Vier Tage fuhren sie mit dem Zug durch die verschneiten Weiten Kanadas. Draußen war es bitterkalt, drinnen aber warm und gemütlich, und ganz hinten am Zug befand sich ein Panoramawagen, in dem sich ein paar Dutzend amerikanische und kanadische Geschäftsleute aufhielten. Nach wenigen Stunden hatten sie herausbekommen, dass der große J. Arnold Ross unter ihnen weilte, und von da an hielt Dad Hof und erzählte allen und jedem von seinen Schwierigkeiten. Merkwürdig fand Bunny das Klassenbewusstsein dieser Männer, ihre prompte, automatische Reaktion. Jeder von ihnen schlug sich auf Dads Seite, jeder wusste, dass die Enthüllung das Werk von böswilligen politischen Nörglern war und die Pachtverträge nur Vorteile für die Öffentlichkeit gebracht hatten. Die Einsparungen, die durch findige Geschäftsleute zuwege gebracht wurden, überstiegen den Profit, den sie einstrichen, stets um ein Vielfaches.
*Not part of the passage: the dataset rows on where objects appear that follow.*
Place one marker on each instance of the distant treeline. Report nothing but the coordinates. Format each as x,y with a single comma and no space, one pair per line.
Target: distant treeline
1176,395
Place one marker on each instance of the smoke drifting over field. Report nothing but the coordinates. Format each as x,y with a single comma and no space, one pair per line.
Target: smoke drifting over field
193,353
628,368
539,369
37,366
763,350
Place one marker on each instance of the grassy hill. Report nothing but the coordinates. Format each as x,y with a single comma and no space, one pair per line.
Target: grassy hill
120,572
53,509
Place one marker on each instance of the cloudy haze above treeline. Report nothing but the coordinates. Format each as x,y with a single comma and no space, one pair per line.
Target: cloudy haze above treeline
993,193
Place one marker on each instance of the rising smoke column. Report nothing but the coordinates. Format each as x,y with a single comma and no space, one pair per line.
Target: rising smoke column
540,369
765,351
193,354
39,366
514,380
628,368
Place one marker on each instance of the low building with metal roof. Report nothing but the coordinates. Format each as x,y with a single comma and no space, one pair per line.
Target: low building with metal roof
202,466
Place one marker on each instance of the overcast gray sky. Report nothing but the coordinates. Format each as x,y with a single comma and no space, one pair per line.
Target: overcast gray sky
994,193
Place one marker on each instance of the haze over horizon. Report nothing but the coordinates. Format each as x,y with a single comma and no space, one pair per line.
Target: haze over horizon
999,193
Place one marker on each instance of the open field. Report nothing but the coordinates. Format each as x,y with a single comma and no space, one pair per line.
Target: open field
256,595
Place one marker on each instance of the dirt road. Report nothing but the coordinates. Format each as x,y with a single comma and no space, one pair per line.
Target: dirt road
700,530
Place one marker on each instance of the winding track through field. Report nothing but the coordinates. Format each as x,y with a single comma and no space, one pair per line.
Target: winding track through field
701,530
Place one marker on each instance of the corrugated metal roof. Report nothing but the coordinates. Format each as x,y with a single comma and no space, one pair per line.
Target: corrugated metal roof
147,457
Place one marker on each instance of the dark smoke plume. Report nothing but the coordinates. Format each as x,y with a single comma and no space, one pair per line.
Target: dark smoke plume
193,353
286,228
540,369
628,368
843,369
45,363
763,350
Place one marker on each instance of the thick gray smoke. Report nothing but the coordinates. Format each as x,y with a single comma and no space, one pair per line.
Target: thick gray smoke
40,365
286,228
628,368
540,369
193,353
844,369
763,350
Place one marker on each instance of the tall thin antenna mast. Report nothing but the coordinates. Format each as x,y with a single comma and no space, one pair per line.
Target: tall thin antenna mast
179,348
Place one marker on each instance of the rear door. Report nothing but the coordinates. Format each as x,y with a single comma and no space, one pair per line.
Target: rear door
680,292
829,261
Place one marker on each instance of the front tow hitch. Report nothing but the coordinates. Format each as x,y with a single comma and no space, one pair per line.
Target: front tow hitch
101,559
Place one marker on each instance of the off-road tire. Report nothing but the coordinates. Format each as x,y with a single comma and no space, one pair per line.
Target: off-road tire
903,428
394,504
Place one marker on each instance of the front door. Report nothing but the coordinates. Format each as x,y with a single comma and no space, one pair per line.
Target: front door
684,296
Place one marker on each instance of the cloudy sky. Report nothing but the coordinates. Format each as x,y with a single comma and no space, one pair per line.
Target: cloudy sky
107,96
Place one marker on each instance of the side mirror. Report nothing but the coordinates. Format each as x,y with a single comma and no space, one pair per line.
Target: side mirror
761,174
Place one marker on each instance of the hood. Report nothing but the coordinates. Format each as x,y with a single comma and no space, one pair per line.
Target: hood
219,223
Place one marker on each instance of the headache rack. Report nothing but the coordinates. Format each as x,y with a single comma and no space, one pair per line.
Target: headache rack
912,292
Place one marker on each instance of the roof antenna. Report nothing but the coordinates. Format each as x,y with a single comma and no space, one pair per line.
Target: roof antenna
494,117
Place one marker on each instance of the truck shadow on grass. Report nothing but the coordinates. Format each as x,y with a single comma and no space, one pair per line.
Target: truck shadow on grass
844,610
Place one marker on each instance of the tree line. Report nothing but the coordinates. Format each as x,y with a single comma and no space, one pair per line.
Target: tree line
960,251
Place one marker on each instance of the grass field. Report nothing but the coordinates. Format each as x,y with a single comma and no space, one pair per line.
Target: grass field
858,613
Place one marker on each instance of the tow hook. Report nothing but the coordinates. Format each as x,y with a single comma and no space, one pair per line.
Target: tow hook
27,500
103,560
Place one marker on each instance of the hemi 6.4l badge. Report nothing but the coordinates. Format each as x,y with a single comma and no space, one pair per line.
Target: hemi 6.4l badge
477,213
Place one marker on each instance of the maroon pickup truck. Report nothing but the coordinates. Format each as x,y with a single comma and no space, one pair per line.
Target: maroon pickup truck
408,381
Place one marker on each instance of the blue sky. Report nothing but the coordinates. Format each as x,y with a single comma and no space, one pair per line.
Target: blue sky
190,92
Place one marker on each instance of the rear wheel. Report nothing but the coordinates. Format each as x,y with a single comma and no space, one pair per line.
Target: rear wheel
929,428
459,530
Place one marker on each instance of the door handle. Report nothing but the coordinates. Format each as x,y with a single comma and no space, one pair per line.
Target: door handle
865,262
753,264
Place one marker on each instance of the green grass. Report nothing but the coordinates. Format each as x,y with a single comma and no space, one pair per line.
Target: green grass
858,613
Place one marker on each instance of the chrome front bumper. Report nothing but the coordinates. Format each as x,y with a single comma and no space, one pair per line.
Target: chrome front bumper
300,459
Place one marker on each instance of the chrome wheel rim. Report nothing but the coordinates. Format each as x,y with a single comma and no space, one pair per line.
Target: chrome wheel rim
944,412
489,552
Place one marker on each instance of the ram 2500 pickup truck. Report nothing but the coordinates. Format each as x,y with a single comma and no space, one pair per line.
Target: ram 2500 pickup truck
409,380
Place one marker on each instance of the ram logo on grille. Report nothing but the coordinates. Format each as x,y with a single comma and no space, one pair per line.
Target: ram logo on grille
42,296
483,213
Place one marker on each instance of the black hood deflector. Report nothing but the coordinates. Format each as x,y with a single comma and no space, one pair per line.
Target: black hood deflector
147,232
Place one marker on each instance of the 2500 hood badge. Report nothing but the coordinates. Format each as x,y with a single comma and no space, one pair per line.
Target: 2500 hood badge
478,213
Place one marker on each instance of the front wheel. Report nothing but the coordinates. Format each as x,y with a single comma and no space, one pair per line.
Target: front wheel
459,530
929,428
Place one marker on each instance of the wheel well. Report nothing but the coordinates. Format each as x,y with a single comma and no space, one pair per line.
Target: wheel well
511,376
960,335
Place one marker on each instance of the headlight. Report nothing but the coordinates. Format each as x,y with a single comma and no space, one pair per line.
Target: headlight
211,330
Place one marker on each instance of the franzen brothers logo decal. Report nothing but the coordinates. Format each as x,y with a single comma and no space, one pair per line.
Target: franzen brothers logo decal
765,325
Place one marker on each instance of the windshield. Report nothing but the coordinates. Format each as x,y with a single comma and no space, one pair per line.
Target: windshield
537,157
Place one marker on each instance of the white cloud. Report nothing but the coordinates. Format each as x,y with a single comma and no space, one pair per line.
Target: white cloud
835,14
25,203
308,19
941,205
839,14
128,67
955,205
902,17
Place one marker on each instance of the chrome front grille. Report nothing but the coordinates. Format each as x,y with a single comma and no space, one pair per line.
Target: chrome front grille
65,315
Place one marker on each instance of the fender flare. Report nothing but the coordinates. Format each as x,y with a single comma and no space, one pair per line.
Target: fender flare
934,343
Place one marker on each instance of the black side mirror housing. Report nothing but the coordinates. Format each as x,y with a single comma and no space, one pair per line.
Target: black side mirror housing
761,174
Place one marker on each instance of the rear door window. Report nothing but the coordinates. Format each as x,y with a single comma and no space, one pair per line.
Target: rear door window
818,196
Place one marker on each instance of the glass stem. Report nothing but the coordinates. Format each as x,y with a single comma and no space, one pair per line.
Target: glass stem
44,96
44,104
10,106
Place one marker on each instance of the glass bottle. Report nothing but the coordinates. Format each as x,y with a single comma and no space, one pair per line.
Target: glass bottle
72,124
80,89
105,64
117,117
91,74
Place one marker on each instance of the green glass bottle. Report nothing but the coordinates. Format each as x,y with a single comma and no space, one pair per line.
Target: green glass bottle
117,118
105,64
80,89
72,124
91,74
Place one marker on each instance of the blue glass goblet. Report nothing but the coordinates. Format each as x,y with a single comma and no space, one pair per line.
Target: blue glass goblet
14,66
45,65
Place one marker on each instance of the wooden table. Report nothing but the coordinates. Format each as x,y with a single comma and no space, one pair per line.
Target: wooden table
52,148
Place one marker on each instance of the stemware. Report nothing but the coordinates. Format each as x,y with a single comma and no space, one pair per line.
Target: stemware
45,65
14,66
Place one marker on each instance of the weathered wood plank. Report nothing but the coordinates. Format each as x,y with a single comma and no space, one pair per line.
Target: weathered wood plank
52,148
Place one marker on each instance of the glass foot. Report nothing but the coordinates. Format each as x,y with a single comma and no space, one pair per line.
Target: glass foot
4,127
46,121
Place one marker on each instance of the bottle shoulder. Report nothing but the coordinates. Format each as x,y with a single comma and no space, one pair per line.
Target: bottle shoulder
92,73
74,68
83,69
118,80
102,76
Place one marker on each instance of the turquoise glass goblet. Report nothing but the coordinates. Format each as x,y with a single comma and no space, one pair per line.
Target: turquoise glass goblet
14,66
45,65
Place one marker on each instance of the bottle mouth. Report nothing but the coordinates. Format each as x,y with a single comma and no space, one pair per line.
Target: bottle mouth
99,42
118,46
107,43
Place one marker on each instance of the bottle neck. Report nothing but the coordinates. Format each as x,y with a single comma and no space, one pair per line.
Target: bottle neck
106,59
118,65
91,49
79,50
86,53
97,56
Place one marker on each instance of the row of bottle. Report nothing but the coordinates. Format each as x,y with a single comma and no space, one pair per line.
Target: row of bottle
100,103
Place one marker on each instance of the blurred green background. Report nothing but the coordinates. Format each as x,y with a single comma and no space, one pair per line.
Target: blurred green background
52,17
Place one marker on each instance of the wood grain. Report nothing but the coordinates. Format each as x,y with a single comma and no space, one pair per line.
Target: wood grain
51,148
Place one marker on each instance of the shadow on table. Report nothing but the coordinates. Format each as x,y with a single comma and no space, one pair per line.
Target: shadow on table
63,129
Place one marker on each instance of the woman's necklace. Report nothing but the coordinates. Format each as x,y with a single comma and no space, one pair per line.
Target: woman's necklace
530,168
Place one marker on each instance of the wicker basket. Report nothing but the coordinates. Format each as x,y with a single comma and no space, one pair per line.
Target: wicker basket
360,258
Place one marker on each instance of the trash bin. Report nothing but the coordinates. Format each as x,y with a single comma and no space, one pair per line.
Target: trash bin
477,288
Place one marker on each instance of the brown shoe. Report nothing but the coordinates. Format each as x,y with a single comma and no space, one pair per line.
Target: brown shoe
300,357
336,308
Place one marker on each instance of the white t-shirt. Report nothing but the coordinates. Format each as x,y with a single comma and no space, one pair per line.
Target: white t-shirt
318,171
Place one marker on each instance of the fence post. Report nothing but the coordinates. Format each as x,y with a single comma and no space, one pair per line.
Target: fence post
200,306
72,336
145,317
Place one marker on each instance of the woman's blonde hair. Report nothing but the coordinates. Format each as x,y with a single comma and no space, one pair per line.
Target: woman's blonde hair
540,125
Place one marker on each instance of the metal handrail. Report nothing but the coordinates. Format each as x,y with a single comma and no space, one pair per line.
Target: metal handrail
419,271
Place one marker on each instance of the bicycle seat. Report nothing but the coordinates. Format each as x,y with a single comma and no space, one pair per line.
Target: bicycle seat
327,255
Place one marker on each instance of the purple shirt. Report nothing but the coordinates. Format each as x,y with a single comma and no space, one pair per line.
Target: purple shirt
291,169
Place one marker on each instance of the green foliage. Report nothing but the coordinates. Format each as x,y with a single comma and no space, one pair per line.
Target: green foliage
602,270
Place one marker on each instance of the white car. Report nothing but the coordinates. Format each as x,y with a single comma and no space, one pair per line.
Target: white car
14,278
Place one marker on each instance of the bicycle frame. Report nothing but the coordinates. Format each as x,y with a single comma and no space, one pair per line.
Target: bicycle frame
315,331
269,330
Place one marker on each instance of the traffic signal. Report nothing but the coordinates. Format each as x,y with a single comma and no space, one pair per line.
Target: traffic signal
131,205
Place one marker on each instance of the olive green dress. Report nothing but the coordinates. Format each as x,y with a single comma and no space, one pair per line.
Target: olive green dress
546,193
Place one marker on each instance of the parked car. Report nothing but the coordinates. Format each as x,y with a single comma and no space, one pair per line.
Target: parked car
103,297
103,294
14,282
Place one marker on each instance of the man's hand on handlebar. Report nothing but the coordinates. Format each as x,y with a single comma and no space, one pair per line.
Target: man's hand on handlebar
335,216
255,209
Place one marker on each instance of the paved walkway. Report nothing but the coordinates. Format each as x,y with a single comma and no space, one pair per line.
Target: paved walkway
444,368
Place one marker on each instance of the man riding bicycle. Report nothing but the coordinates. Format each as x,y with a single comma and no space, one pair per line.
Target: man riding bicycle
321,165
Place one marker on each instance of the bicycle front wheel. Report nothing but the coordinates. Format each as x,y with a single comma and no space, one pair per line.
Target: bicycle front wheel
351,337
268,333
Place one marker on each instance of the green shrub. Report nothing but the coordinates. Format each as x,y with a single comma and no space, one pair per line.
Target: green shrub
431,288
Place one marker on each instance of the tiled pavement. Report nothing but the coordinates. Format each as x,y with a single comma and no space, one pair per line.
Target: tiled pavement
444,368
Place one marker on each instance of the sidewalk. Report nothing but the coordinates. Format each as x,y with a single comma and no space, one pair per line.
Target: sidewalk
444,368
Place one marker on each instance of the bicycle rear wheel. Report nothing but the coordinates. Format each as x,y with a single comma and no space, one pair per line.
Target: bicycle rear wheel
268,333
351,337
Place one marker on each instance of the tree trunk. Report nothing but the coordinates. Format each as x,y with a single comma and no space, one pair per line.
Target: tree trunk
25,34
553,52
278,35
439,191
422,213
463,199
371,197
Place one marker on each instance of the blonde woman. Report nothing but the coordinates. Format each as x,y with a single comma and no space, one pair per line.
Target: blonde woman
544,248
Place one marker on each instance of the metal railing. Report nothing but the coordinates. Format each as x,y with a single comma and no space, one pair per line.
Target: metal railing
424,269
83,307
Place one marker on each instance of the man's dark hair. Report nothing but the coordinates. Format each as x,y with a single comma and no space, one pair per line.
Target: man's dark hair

In Montreal erwartete sie ein Luxusdampfer mit mehreren hundert Lohnsklaven verschiedenster Art, die ihnen gegen ein paar hundert Barrels des gestohlenen Öls zu Diensten sein würden. Sie gingen an Bord, und der Dampfer fuhr den Sankt-Lorenz-Strom hinunter. In Quebec legte er an, dort gab es Zeitungen, und Bunny las, dass Bundesbeamte eine Geheimversammlung der Arbeiterpartei gestürmt und sämtliche Delegierten festgenommen hatten. Es war ein höchst aufsehenerregendes Ereignis, die kanadischen Zeitungen berichteten detailliert darüber, denn auch hier im Land kannte man dieses Problem. Der Artikel nannte die Namen der Verbrecher, die in die Falle gegangen waren, und einer von ihnen war Paul Watkins!
6
Die winterliche Überfahrt nach England war kalt und stürmisch, daran konnte auch alles Öl der Welt nichts ändern. Dad erwies sich als schlechter Seefahrer, und als er in Vernon Roscoes Hotel in London ankam, bot er ein Bild des Jammers. Doch Verne munterte ihn auf. Ja, tatsächlich kam wieder Leben in Dad, als Verne ihm zum ersten Mal auf die Schulter schlug und seine dröhnende Stimme im Hotelfoyer hören ließ. «Herrgott noch eins, der alte Halunke! Ich glaub, die Roten haben ihm den Schneid abgekauft!»